Were I stood in front of the class I would argue that you must proceed from first principals so what are PPIs? Here is your starter for one----
All of these drugs inhibit the gastric H,K-ATPase by covalent binding, so the duration of their effect is longer than expected from their levels in the blood [28].
However, PPIs cannot inhibit all gastric acid pumps with oral dosing because not all pumps are active during the 90-minute half-life of the PPI in the blood.
Because PPIs have a short half-life, only 70% of the pump enzymes are inhibited. It takes about 2 to 3 days to reach steady state inhibition of acid secretion.
The pump protein has a half-life of about 54 hours in the rat [29] (and probably in humans). Thus about 20% of pumps are newly synthesized over a 24-hour period, and there may be greater pump synthesis at night than during the day. In addition, bedtime administration of PPIs will not add to inhibition of nocturnal acid breakthrough, because the drug will have disappeared by the time nighttime acid secretion is evident. Assuming that about 70% of pumps are activated by breakfast and that the PPI is given 30 to 60 minutes beforehand, it can be calculated that steady state inhibition on once-a-day dosing is about 66% of maximal acid output. Increasing the dose has virtually no effect once optimal dosage has been reached.
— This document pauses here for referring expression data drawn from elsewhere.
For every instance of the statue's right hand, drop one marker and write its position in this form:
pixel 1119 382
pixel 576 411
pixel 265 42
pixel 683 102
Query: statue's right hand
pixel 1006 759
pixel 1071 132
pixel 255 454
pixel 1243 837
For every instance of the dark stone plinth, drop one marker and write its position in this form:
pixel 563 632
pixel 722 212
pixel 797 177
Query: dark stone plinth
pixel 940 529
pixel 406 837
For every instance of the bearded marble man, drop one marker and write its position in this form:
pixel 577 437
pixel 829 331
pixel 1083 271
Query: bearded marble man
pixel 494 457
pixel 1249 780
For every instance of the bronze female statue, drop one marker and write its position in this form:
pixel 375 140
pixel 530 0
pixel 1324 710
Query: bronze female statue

Increasing the dose frequency does have some effect; a morning dose and an evening dose before meals results in about 80% inhibition of maximal acid output.
Well goodness - a tad too complex for me .
So .... a morning and evening dose will ( after 2 or 3 days ? ) taken before meals has the best effect in lowering the acid levels ?
I don't understand ( amongst many other things ) why "bedtime administration of PPIs will not add to inhibition of nocturnal acid breakthrough, because the drug will have disappeared by the time nighttime acid secretion is evident." if "the half-life of PPIs is about 1 hour (9 hours for tenatoprazole), but the duration of acid inhibition is 48 hours" .
Extraordinarily beautiful particularly when you consider that this system is the product of random mutations over millions of years.
There is huge hysteresis built into the system with which the human intervention occurs.
Firstly there is the delay curve of the oral availability of the PPI. Then, most importantly is the fact that the PPI acts at one remove, that is to say on the enzyme that promotes the acid secretion. This step introduces a significant delay. Meanwhile the PPI concentration is dropping as a result of its half-life - in nominal steps 1/2, 1/4, 1/8, and so on and this step is dramatically varied by the ethnicity of the patient and efficacy of their liver enzymes.
Now as the acid secretion ramps up that product is bound by a bond which decays relatively slowly and so does not become re-available for several hours, out-of-step with and unrelated to the other dynamics. This last reaction also exhibits tremendous variability given that its' reaction rate is inversely proportional to the pH that it itself is generating.
Hence it takes several days for the whole shebang to come in to equilibrium. Absolutely trivial? Hardly, when it lets us understand the timing and frequency of dose and, even more fundamental how to design new and better variants of the drug.